In the late 1960s, I told the students at Central, Arendt had identified coalition party oligarchies as the key problem of the Western European and American nation-states; political participation was stifled rather than erased, as it had been in the totalitarian regimes of Nazi Germany and the Soviet Union under Stalin, which turned their bureaucrats into organizers of mass murder. In America, she had lamented, the Democrats and Republicans had converged on the political center and made common cause to support the illegal Vietnam War (a pattern they repeated in 2003 with Iraq). Protest did finally arise from outside the party system, energized by the student movement, but Arendt had warned in Crises of the Republic that the sclerotic party system (and associated declining civil service) would be hard to reform, as it was reinforced by America's dedication to a "permanent war economy" and to a habit of mistaking violence for power--that is, of resorting to military force to solve political problems. She had been a consistent critic of the use of the American military and CIA to establish spheres of influence--including, crucially, in Latin America--during the cold war.

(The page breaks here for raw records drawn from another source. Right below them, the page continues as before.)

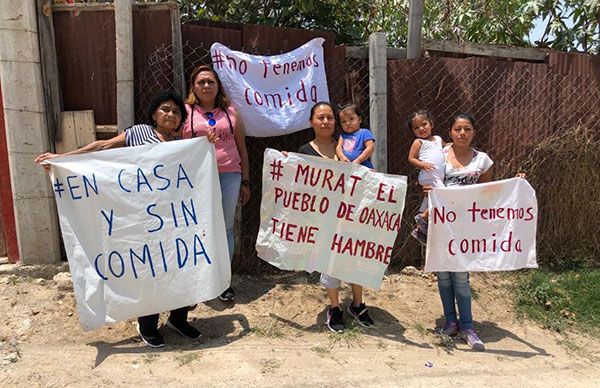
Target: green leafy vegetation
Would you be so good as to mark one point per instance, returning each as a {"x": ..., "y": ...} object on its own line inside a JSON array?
[{"x": 561, "y": 300}]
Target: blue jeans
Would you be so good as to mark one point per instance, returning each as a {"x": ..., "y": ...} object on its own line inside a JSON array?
[
  {"x": 454, "y": 286},
  {"x": 230, "y": 194}
]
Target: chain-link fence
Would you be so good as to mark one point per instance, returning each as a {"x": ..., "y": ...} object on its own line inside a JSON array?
[
  {"x": 348, "y": 80},
  {"x": 515, "y": 106}
]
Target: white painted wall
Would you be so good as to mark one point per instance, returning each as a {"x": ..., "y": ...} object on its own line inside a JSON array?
[{"x": 26, "y": 132}]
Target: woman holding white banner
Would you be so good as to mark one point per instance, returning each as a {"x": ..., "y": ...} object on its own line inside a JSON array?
[
  {"x": 322, "y": 120},
  {"x": 463, "y": 166},
  {"x": 209, "y": 112},
  {"x": 165, "y": 115}
]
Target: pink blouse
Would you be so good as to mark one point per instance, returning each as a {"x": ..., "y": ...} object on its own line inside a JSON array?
[{"x": 228, "y": 156}]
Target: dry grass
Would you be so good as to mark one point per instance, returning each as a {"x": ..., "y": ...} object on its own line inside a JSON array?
[{"x": 564, "y": 169}]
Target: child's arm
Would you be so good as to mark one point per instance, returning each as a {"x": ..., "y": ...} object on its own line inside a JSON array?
[
  {"x": 413, "y": 157},
  {"x": 339, "y": 151},
  {"x": 367, "y": 152}
]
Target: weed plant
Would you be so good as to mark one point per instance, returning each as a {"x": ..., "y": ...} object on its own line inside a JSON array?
[{"x": 561, "y": 300}]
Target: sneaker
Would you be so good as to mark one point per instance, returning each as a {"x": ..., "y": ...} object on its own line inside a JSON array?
[
  {"x": 472, "y": 339},
  {"x": 421, "y": 222},
  {"x": 185, "y": 329},
  {"x": 361, "y": 315},
  {"x": 228, "y": 295},
  {"x": 450, "y": 328},
  {"x": 335, "y": 322},
  {"x": 419, "y": 236},
  {"x": 154, "y": 339}
]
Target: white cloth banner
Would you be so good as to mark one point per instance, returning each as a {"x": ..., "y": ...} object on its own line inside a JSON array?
[
  {"x": 273, "y": 94},
  {"x": 143, "y": 229},
  {"x": 484, "y": 227},
  {"x": 336, "y": 218}
]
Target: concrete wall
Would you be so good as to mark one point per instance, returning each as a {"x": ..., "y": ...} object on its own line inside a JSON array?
[{"x": 26, "y": 132}]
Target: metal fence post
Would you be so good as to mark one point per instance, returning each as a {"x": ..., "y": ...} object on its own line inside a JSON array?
[
  {"x": 378, "y": 98},
  {"x": 124, "y": 52},
  {"x": 415, "y": 26}
]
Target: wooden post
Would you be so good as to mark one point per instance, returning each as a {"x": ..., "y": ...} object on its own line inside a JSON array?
[
  {"x": 50, "y": 79},
  {"x": 124, "y": 43},
  {"x": 378, "y": 97},
  {"x": 415, "y": 26}
]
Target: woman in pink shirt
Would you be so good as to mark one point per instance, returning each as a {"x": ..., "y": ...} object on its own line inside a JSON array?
[{"x": 209, "y": 111}]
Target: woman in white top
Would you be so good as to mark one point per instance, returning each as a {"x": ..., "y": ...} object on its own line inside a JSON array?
[{"x": 463, "y": 166}]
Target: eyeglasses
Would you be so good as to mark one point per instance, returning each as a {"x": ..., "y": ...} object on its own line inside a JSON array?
[
  {"x": 207, "y": 82},
  {"x": 211, "y": 121}
]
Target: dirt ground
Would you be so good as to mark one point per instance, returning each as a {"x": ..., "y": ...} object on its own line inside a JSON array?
[{"x": 274, "y": 335}]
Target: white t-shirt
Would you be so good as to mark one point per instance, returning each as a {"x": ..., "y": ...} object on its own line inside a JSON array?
[
  {"x": 468, "y": 174},
  {"x": 431, "y": 152}
]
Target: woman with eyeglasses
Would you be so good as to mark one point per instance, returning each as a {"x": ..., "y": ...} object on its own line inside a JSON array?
[{"x": 210, "y": 113}]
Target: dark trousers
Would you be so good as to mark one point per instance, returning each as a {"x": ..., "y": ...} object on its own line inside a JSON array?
[{"x": 149, "y": 323}]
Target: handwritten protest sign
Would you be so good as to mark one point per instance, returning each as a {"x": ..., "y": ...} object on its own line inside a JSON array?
[
  {"x": 143, "y": 229},
  {"x": 484, "y": 227},
  {"x": 336, "y": 218},
  {"x": 273, "y": 94}
]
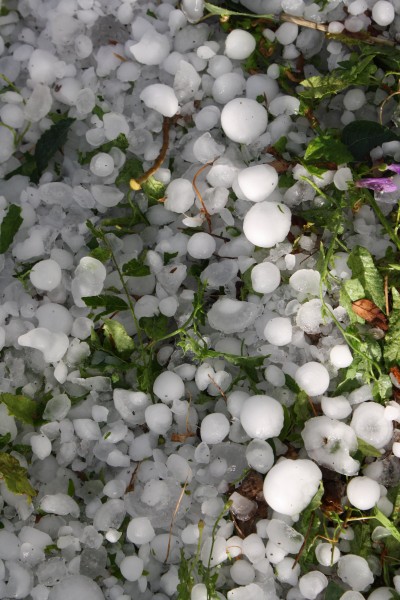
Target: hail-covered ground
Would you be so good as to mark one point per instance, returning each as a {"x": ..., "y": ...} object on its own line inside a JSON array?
[{"x": 171, "y": 334}]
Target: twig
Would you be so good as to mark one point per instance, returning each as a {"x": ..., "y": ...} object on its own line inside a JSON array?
[
  {"x": 136, "y": 184},
  {"x": 174, "y": 517},
  {"x": 196, "y": 189}
]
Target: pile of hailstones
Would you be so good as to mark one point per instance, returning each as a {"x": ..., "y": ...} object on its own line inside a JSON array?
[{"x": 97, "y": 464}]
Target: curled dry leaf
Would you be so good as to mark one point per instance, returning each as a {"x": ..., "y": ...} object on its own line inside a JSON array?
[{"x": 368, "y": 310}]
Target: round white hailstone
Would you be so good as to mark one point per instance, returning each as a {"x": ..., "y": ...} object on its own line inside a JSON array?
[
  {"x": 337, "y": 407},
  {"x": 265, "y": 278},
  {"x": 161, "y": 98},
  {"x": 230, "y": 316},
  {"x": 340, "y": 356},
  {"x": 327, "y": 554},
  {"x": 242, "y": 572},
  {"x": 260, "y": 456},
  {"x": 287, "y": 571},
  {"x": 267, "y": 224},
  {"x": 41, "y": 446},
  {"x": 258, "y": 182},
  {"x": 52, "y": 345},
  {"x": 355, "y": 571},
  {"x": 152, "y": 48},
  {"x": 363, "y": 492},
  {"x": 262, "y": 417},
  {"x": 313, "y": 378},
  {"x": 312, "y": 583},
  {"x": 306, "y": 281},
  {"x": 370, "y": 424},
  {"x": 201, "y": 245},
  {"x": 239, "y": 44},
  {"x": 169, "y": 386},
  {"x": 131, "y": 567},
  {"x": 46, "y": 275},
  {"x": 158, "y": 418},
  {"x": 214, "y": 428},
  {"x": 180, "y": 196},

In Venezuela popular (not student) protest against the political sclerosis and economic injustice of Puntofijismo did not come until 1989, the year the Berlin wall toppled. The trigger was a decision made by then-President Carlos Andres Perez, who, having spent the regime into dangerous inflation, called for austerity measures that fell most heavily on the poor, who were a large portion of the fast- expanding population. The barrios of Caracas exploded. People who had almost nothing rejected, as it were, taxation without representation, particularly when it came from a government that had grown rich and corrupt on the nationalization of the major oil company (known by its initials, PDVSA).
In 1989 the rioting, called the Caracazo, left several hundred people dead and set the stage for new political actors to emerge. What Arendt called a "revolutionary space" had been opened, but at first little happened (and the campuses were quiet). Hugo Chávez, then a lieutenant colonel in the military, took the opportunity to prepare himself for future leadership by enrolling for a graduate degree in political science, choosing as his mentor a future member of the Hannah Arendt Observatorio, Friedrich Welsch, another emigre from Germany, who remembered the earnest young man's first day of class well: "He came in uniform, with his pistol, and I told him either the pistol is left outside the door or he will be outside himself, along with the pistol. He told me he is an officer and cannot be without his pistol. But then, when I did not give in, he left, gave the pistol to his aide-de-camp and returned. After that, he was very attentive, a good student, in the top tenth of his classes." He wanted to write a thesis on what political scientists call "transitology," taking as his case study Spain in its transition away from Franco's Fascist government. But when the moment seemed right to attempt a coup, the thesis was put aside. "I obviously did not get him converted to democratic socialism or even to democratic methods," Welsch told me with his characteristic ironic smile, "although he read a lot of democratic theorists--not, then, Hannah Arendt--and he was not, at the time, so interested in the Cuban model."